Auckland International Airport reported that international traveller numbers on Monday were down 44 per cent from a year earlier and that international passenger numbers in the seven days ended March 16 were down 25 per cent on the same week a year earlier.
And United Airlines has announced further cuts to both domestic US flights and international flights.
United has cut flights within the US and Canada by 42 per cent and international flights by 85 per cent.

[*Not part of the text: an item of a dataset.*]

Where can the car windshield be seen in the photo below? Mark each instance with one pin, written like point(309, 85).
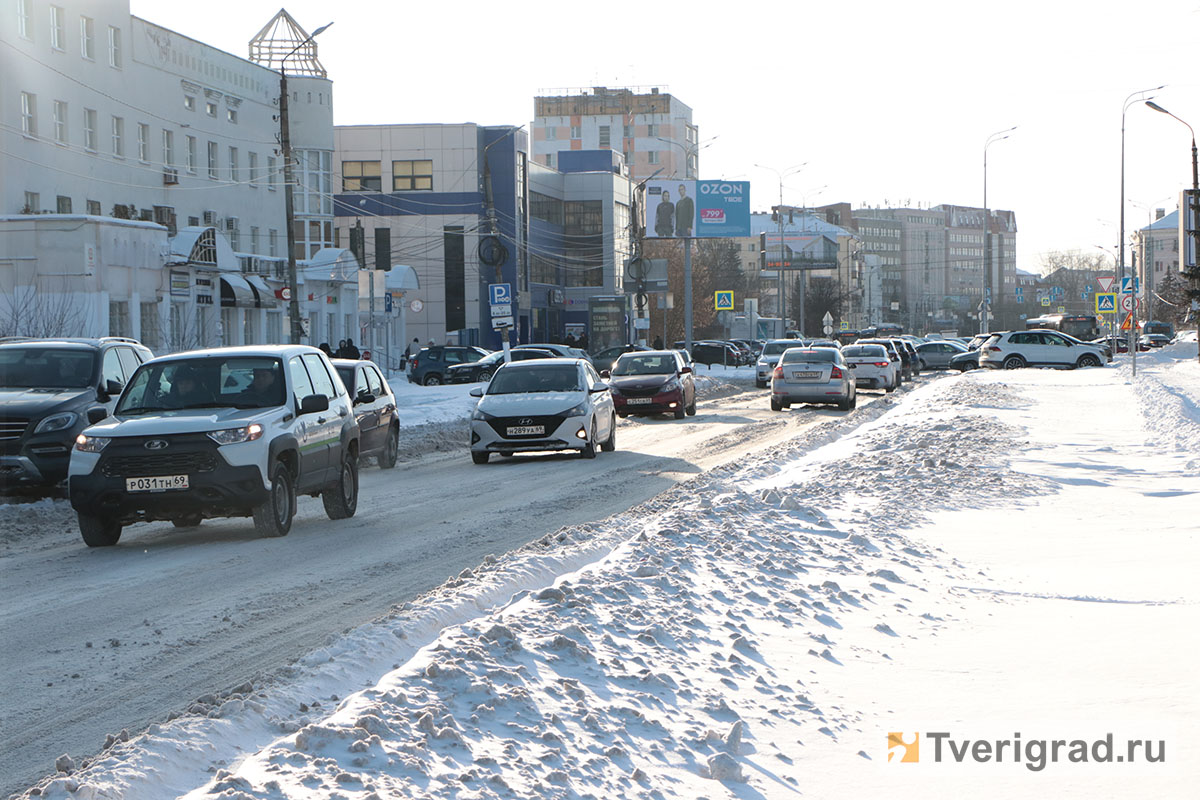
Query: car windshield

However, the US airline said it will operate about 45 daily flights in April throughout the Pacific, Atlantic and Latin America, including daily flights out of Washington Dulles airport to London and out of New York/Newark to Brussels, Frankfurt, London, Mumbai, New Delhi and Tel Aviv.
The New Zealand dollar was trading at 49.19 British pence from 49.37 yesterday, at 54.03 euro cents from 54.15, at 63.86 yen from 64.68 and at 4.1775 Chinese yuan from 4.2343.
The bid price on the two-year swap rate rose to 0.7154 per cent from 0.6914 yesterday while 10-year swaps climbed to 1.2800 per cent from 1.1850 per cent.